ATME veröffentlicht CAT-Bericht
Freitag, 09. September 2011 um 13:25

CAT, steht für "Convention against Torture and Other Cruel, Inhuman or Degrading Treatment or Punishment" und wird in Deutsch verkürzt als "UN-Antifolterabkommen" bezeichnet. Berücksichtigt man, dass nach dem "and" aber noch anderes steht, dann wird klar, was das mit Transsexualität zu tun hat.

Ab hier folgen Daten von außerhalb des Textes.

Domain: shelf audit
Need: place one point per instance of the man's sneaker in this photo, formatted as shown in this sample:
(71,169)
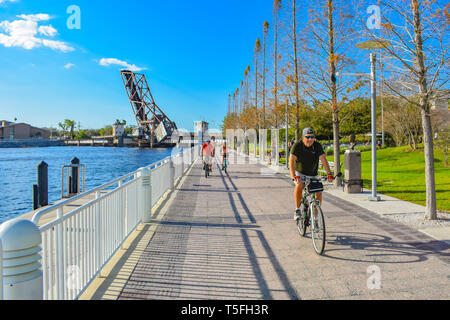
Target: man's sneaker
(297,214)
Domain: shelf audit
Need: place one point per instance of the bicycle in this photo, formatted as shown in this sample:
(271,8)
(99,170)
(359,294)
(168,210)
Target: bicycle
(309,205)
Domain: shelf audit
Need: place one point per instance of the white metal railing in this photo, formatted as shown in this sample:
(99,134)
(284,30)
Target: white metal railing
(76,245)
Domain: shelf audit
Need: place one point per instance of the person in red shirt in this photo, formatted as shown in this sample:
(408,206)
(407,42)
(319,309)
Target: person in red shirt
(224,154)
(207,152)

ATME beschreibt nun in einem neuen NGO-Bericht für die Vereinten Nationen den Missbrauch durch Gutachter im Namen des Transsexuellengesetzes.

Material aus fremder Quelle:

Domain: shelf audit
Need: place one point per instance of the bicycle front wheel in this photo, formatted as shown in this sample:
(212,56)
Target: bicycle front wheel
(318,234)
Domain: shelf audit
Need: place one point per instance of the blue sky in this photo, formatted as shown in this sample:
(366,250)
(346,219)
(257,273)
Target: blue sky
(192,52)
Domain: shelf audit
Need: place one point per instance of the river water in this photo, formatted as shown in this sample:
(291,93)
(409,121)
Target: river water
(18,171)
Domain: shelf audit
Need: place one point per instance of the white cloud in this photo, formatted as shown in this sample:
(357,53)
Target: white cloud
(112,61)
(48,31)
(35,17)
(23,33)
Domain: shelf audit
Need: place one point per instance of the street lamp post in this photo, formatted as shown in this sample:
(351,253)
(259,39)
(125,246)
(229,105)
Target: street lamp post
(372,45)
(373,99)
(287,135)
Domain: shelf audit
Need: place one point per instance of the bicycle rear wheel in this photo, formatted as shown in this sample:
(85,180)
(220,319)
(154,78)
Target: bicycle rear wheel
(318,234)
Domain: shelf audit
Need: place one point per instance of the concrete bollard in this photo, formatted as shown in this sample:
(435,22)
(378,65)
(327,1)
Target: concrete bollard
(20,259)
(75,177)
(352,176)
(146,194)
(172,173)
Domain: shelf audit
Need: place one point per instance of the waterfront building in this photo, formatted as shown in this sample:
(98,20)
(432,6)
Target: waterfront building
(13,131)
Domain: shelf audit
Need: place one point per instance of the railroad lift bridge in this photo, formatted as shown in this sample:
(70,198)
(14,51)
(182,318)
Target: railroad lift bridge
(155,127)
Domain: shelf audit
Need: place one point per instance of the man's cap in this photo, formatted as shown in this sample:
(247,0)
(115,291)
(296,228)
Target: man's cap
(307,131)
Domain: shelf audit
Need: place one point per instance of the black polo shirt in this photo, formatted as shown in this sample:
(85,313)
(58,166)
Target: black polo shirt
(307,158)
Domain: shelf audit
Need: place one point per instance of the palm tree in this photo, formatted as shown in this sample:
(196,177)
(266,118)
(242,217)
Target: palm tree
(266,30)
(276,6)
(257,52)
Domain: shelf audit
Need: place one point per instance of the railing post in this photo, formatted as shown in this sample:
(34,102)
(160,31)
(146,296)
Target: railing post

Psychiatrische Zwangsgutachten über sich ergehen zu lassen um als der Mensch anerkannt zu werden, der Du sowieso bereits bist, ist eine "andere grausame, unmenschliche und erniedrigende Behandlung". Die Aktion Transsexualität und Menschenrecht e.V, kritisiert erneut, dass die Bundesregierung in Deutschland, immer noch der Ansicht ist, Menschen, die nicht dem Schema geschlechtlicher gesellschaftlicher Klischees entsprechen, weniger Menschenrechte zu gewähren, als anderen Menschen. "Dass die problematische Menschenrechtssituation, die sich aus den Regelungen des sogenannten 'Transsexuellengesetzes' ergibt, immer noch nicht Thema in Berlin zu sein scheint, ist genauso ärgerlich wie das Vertuschen der Missbrauchsfälle, die auf Grund dieses menschenunwürdigen Regelwerks immer wieder vorkommen.", meint Kim Schicklang, 1. Vorsitzende des Vereins. "Es kann nicht sein, dass hier immer wieder so getan wird, als seien dies Einzelfälle und dass die Schuld am Missbrauch den Opfern in die Schuhe geschoben wird."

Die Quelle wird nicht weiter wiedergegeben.